Traffic was gridlocked at the Bridgehouses Roundabout that connects Derek Dooley Way to Corporation Street in Kelham Island as about 100 members of Extinction Rebellion held banners across the carriageway for five minute intervals between 8am and 9am.
The move sparked fury among some motorists and police officers had to intervene as a yellow car and later a moped crept forward towards protesters.
Members of Extinction Rebellion Sheffield said blocking the road was necessary in order to make people stand up and take climate change seriously.
They specifically want Sheffield City Council to reverse a decision to widen the Inner Ring Road, which they claim will bring more traffic into the city centre.
Protest co-ordinator Dr Bing Jones, aged 67, from Nether Green, described the climate emergency as a ‘crisis’ happening now but criticised the council for a lack of action.
He added: “They are speaking the right speak, they have commissioned a large report which tells them they have to reduce emissions by 14 per cent year-on-year until 2038 but they are still widening the road which will increase traffic substantially into the centre of Sheffield, which is already massively polluted.”
Dr Jones apologised to motorists for blocking the road but added ‘our methods get us into the media’, and added it was important to maximise coverage of the issue.
The protesters briefly parted to let an ambulance through. Among the frustrated honking of horns and revving of engines, one motorist spoke out in support of the protest.
Rebecca Dowling, aged 25, of Doncaster, who was on her way to work, said: “It is a small delay to motorists to make a bigger point. People should have patience and take climate change seriously.”
The protest comes as a £4.6 million scheme to reduce congestion by widening the Inner Ring Road continues. Extinction Rebellion has written to the council demanding a halt to the scheme.

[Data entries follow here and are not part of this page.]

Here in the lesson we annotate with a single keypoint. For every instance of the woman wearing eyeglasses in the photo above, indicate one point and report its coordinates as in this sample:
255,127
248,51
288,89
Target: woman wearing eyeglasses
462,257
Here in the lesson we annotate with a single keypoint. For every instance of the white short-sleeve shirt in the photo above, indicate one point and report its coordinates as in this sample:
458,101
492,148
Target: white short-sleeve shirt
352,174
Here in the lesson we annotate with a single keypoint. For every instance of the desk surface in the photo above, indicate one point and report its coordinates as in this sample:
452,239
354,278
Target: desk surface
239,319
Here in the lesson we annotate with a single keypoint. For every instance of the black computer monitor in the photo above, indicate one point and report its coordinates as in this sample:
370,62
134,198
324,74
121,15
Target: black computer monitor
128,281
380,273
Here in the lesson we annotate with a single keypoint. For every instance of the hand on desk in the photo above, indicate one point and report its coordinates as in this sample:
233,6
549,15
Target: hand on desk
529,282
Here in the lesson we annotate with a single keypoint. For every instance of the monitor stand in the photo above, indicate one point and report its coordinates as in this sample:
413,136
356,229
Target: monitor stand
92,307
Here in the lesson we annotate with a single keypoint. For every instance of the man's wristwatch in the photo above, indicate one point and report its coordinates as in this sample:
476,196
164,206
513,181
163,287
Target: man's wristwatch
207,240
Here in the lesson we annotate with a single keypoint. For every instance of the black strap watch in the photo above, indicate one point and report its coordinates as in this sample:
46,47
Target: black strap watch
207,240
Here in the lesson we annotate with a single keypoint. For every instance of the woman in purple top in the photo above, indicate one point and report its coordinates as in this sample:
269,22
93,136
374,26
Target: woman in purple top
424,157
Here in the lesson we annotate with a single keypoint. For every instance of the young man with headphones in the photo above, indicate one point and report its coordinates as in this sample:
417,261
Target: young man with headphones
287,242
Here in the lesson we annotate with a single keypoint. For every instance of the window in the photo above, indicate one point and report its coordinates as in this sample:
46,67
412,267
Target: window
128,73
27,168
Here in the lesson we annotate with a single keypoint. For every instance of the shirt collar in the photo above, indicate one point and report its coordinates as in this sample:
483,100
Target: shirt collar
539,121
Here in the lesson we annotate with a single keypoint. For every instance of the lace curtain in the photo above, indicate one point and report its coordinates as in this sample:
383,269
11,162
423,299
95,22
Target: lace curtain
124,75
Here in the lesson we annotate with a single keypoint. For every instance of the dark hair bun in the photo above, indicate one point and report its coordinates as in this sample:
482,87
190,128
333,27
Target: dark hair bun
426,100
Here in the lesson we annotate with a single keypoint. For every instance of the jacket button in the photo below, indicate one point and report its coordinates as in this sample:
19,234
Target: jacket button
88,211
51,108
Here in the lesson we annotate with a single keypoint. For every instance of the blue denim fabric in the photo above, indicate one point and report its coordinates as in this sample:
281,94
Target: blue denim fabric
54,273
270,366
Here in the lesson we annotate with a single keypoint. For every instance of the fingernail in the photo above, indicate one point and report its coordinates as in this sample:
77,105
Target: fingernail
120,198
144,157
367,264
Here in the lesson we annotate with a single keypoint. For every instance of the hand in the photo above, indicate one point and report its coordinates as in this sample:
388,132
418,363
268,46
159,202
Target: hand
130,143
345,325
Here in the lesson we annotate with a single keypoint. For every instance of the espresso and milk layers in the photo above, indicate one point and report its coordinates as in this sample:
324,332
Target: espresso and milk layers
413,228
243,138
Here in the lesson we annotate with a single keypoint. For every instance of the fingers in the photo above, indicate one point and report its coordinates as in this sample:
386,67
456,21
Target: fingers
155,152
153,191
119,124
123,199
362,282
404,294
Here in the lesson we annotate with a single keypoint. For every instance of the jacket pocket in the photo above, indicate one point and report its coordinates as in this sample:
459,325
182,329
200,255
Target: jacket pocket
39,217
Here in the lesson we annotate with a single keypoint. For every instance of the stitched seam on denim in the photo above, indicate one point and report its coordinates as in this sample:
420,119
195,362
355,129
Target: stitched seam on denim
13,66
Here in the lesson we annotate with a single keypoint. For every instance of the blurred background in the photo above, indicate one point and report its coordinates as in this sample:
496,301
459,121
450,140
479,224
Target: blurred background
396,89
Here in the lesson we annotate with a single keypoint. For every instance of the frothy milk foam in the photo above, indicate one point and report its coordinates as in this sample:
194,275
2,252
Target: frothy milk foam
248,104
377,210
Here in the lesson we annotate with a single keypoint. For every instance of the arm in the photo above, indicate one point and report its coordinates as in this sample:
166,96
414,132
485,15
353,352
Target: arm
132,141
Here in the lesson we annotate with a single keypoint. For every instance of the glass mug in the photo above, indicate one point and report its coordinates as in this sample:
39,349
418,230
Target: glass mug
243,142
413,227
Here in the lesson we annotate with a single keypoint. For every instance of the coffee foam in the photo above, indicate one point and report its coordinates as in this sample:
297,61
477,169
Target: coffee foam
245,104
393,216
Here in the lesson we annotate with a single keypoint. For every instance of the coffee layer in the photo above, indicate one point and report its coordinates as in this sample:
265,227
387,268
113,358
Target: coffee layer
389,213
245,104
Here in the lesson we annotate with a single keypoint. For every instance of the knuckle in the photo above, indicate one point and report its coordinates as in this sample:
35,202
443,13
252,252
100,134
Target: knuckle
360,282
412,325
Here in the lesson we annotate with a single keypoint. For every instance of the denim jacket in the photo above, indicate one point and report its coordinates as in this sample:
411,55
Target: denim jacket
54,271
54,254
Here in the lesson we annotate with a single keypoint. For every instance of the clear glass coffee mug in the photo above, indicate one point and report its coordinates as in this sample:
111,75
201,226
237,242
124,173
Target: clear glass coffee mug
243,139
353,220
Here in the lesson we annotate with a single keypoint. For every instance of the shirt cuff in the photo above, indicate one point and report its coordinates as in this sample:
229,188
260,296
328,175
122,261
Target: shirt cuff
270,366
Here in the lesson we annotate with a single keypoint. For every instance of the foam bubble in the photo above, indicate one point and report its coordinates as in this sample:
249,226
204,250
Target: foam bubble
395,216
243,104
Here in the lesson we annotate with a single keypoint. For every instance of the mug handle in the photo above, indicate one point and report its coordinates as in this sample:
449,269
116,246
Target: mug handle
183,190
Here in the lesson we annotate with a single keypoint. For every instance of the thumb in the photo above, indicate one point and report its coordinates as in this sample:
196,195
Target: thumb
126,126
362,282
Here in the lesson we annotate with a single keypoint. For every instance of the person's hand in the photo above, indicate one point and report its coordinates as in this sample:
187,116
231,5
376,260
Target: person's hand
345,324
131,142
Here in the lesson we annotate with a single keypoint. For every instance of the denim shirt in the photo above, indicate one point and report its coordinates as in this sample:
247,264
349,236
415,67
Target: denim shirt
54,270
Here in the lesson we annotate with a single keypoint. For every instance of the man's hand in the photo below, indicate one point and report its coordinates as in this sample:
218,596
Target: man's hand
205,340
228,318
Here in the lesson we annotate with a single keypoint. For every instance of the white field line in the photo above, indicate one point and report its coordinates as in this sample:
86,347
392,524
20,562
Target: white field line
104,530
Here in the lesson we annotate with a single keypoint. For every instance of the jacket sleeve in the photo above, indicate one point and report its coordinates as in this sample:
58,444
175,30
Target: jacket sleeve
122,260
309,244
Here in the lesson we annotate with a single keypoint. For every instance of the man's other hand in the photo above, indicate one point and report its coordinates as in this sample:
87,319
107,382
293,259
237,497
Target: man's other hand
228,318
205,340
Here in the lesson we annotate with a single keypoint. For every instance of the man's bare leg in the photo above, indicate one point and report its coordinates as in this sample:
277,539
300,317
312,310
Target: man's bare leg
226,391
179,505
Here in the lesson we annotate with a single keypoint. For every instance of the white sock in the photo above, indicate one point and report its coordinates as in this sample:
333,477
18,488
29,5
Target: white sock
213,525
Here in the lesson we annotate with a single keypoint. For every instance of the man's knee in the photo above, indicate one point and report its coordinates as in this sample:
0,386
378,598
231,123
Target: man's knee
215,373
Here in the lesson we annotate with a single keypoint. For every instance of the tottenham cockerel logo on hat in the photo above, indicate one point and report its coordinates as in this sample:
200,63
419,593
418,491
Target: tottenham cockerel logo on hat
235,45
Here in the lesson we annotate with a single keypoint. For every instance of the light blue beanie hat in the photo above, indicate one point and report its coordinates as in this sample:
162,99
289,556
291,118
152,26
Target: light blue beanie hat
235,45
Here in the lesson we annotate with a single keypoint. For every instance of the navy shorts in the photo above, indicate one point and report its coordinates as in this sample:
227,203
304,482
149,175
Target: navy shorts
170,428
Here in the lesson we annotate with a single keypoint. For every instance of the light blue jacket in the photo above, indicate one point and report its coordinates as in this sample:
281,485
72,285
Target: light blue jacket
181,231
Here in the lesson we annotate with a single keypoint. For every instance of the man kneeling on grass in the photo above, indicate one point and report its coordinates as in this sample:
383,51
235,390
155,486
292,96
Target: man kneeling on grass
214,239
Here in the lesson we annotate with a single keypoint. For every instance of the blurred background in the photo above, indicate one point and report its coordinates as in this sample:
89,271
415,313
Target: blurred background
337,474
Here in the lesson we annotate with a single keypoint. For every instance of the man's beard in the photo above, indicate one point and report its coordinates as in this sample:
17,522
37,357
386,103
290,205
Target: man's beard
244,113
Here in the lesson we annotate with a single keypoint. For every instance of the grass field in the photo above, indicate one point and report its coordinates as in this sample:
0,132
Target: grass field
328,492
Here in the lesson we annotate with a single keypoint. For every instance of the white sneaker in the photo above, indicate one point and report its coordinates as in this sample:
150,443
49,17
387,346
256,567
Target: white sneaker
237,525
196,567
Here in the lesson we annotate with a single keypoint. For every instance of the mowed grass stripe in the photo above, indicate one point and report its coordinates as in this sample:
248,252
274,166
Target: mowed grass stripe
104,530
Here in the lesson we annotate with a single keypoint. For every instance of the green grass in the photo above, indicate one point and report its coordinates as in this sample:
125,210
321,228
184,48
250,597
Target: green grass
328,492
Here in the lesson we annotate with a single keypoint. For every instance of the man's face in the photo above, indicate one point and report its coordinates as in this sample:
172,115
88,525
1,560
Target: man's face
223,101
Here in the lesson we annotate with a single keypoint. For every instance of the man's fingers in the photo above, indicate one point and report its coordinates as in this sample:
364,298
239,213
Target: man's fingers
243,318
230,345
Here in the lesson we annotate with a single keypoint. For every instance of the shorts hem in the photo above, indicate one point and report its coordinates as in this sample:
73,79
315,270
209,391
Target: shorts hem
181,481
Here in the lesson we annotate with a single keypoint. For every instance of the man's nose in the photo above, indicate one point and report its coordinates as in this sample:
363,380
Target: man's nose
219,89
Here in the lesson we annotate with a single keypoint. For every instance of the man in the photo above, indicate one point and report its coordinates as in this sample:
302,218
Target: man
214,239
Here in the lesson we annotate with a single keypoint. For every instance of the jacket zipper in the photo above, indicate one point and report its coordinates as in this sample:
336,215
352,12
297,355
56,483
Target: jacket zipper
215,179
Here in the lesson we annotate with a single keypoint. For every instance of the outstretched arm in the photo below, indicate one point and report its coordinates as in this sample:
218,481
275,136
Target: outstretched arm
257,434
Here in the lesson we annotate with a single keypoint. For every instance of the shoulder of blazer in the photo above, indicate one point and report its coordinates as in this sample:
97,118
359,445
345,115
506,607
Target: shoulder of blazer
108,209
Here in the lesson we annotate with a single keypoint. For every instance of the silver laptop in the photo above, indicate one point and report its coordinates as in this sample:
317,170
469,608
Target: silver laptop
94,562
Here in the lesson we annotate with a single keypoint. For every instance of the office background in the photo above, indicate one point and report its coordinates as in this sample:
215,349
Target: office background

Sheffield City Council went ahead with its plan to widen Derek Dooley Way between Corporation Street and Saville Street despite concerns from dozens of residents about pollution and traffic.
The authority said that widening the road will improve traffic flow which is better for the environment.
Councillor Mark Jones, cabinet member for environment at Sheffield City Council, said he wants to work with protesters to tackle climate change and is confident of ‘achieving a zero carbon economy by 2030.’
He added highlighted how the authority has launched the clean air zone consultation, is trialling green bin lorries and making buses more eco-friendly.
Coun Jones said: “We’re looking at how we can make our city move better. Where possible that may be through no car journeys at all.
“But when a journey is needed we must make sure it is done so efficiently and effectively, impacting on our environment as lightly as possible. We need to put in measures that make mass transport more attractive such as reducing bus journey times. This will be difficult to achieve with our current transport infrastructure.
“Transport corridors must work better to create a more pleasant city. One that supports walking, cycling and access for public transport.
“In the short-term, we anticipate the road widening will improve local air quality and enable us to meet the ambitious targets we have set ourselves. Cycling groups have also been supportive of these changes.”